Two weeks ago I had a meeting with an entrepreneur who has built an interesting startup. It was our first time meeting one another to discuss his startup. Before we met I had spent about 10 to 15 minutes studying the startup’s website. After doing that I sent him a list of questions that occurred to me based on other startups I had studied in the past which could be seen as pursuing a solution to the same problem he seeks to solve. You may have encountered his product on the internet without realizing it. I am impressed by what he has accomplished so far given the resources with which he started.1
Don’t you want to know what I think is the best thing about our meeting?
We talked for about 90 minutes. I wanted to make sure that I did not leave our conversation before learning enough about the market he is pursuing, the problem he is solving, the product he is developing to solve that problem, the team he has formed to do those two things, and the basic characteristics of the financing round that he is now raising. I also wanted to make sure I understood whether or not he has found any customers willing to pay for the product in its present incarnation. If yes, I wanted to understand what their reaction has been so far.
But, I digress.
It was not until we had discussed his work for well more than an hour that it hit me. What they are doing could be disruptive to a legacy set of tools and product suites that people have relied on for many years now to do some rather important work – making sense of proprietary and non-proprietary data. I should know, I used to spend my working hours trying to do just that using tools that were a pain to work with then, but they were the best we had.

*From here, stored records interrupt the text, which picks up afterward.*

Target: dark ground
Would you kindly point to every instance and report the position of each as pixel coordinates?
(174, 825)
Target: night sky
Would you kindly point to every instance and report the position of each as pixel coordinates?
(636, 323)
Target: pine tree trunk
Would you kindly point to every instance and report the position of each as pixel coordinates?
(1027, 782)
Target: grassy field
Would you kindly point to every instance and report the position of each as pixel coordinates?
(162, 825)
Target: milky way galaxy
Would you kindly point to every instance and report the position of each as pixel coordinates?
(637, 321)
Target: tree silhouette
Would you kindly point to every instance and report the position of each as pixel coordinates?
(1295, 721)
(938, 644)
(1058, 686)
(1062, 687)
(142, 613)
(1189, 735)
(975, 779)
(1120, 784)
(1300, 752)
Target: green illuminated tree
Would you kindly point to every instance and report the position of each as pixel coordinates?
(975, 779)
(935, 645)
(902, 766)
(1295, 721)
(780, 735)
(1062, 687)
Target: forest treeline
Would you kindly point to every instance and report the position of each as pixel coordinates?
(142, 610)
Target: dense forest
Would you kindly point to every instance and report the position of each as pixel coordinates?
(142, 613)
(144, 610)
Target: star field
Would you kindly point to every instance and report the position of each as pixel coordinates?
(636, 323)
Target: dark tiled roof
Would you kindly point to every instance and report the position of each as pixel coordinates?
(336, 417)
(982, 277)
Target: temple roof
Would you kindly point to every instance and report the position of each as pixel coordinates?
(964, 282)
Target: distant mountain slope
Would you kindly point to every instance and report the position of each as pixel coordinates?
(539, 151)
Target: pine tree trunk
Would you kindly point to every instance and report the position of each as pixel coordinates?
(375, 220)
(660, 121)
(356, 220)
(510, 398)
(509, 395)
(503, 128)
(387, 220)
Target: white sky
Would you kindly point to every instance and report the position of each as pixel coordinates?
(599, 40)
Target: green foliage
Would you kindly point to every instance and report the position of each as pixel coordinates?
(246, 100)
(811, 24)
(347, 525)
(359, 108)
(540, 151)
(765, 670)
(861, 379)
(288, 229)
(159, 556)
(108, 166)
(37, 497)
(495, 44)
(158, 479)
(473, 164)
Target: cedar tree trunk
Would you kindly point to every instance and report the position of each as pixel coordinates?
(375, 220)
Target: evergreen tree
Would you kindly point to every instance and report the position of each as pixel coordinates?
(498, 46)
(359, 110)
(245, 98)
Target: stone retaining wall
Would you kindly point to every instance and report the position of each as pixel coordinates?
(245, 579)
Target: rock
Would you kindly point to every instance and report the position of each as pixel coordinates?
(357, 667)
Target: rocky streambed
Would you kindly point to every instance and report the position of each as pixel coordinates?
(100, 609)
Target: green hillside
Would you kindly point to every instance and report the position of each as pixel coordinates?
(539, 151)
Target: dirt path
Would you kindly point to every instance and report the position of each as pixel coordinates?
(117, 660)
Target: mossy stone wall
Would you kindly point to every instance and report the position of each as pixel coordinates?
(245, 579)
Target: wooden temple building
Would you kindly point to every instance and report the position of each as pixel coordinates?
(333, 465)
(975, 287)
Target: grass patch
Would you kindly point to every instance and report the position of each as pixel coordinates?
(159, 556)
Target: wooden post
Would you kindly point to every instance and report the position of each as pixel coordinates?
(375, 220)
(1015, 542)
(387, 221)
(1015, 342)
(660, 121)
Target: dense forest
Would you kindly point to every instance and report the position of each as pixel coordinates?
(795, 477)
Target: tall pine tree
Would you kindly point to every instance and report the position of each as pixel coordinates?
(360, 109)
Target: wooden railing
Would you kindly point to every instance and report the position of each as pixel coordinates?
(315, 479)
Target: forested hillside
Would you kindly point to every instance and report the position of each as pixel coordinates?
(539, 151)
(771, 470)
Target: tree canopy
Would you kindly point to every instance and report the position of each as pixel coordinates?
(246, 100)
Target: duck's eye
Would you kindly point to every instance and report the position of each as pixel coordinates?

I do not know if he planned it that way. He did not tell me that he thinks he is working on something that could be disruptive. Rather he gave me an exhaustive explanation of the problem he is trying to solve and the various customer segments that have found what he is doing valuable enough so far that they have started paying the startup for access to the product. He connected the dots for me, and helped me get to my own realization about how disruptive his product could become without ever once using a phrase for which I have learned to keenly pay attention. He did not say: “I am going to disrupt the . . . industry.” By doing so he preserved his credibility. I will explain why.
I am teaching my self about entrepreneurship, startups, innovation and venture capitalism. To do that I am relying on the body of knowledge that many other people have accumulated. I read other blogs, I read books, I try to do more listening and less talking when I am in the company of other early stage startup investors, and I enjoy chatting with entrepreneurs.
Here are two things I have learned.
What is a startup? Steve Blank defines a startup as a temporary organization that is formed for the purpose of searching for a scalable, repeatable, profitable business model. A startup becomes a company after it has completed that search. You already know that this process is usually set in motion because the startup is solving a problem, and is doing so on the basis of an innovation or a set of innovations that is the consequence of someone’s thinking, observation and experimentation.
But how might one think about innovation? What kinds of innovation should I expect to encounter?
Brant Cooper and Patrick Vlaskovits answer that question in their book; The Lean Entrepreneur. They describe two forms of innovation. The first form of innovation is Sustaining Innovation. It is characterized by; a problem that is well understood, a market that already exists and is well defined and predictable, resultant performance improvements that are incremental in nature – lowering costs by a small percentage for example, customers that already know they want this solution, and it is reliant on traditional business processes that already exist within that industry or that can be adapted from an adjacent industry.
The second kind of innovation is Disruptive Innovation. It is characterized by; a problem that we know exists but that is poorly defined and not well understood, the potential to create a new and
unpredictable market, outcomes that are dramatic and potentially game-changing, customers that do not yet know they want the solution being developed, and non-reliance on already existing business methods in that industry or adjacent ones because such methods will fail.
So there is much that is unknown when it comes to startups and their ability to disrupt an industry. Entrepreneurs and founders of early stage startups who make the claim to investors that their startup will disrupt the dynamic already at play in their industry make a very bold and audacious claim that they often cannot yet defend. Why? Because they simply do not yet have have enough quantitative or qualitative data that would prove the point.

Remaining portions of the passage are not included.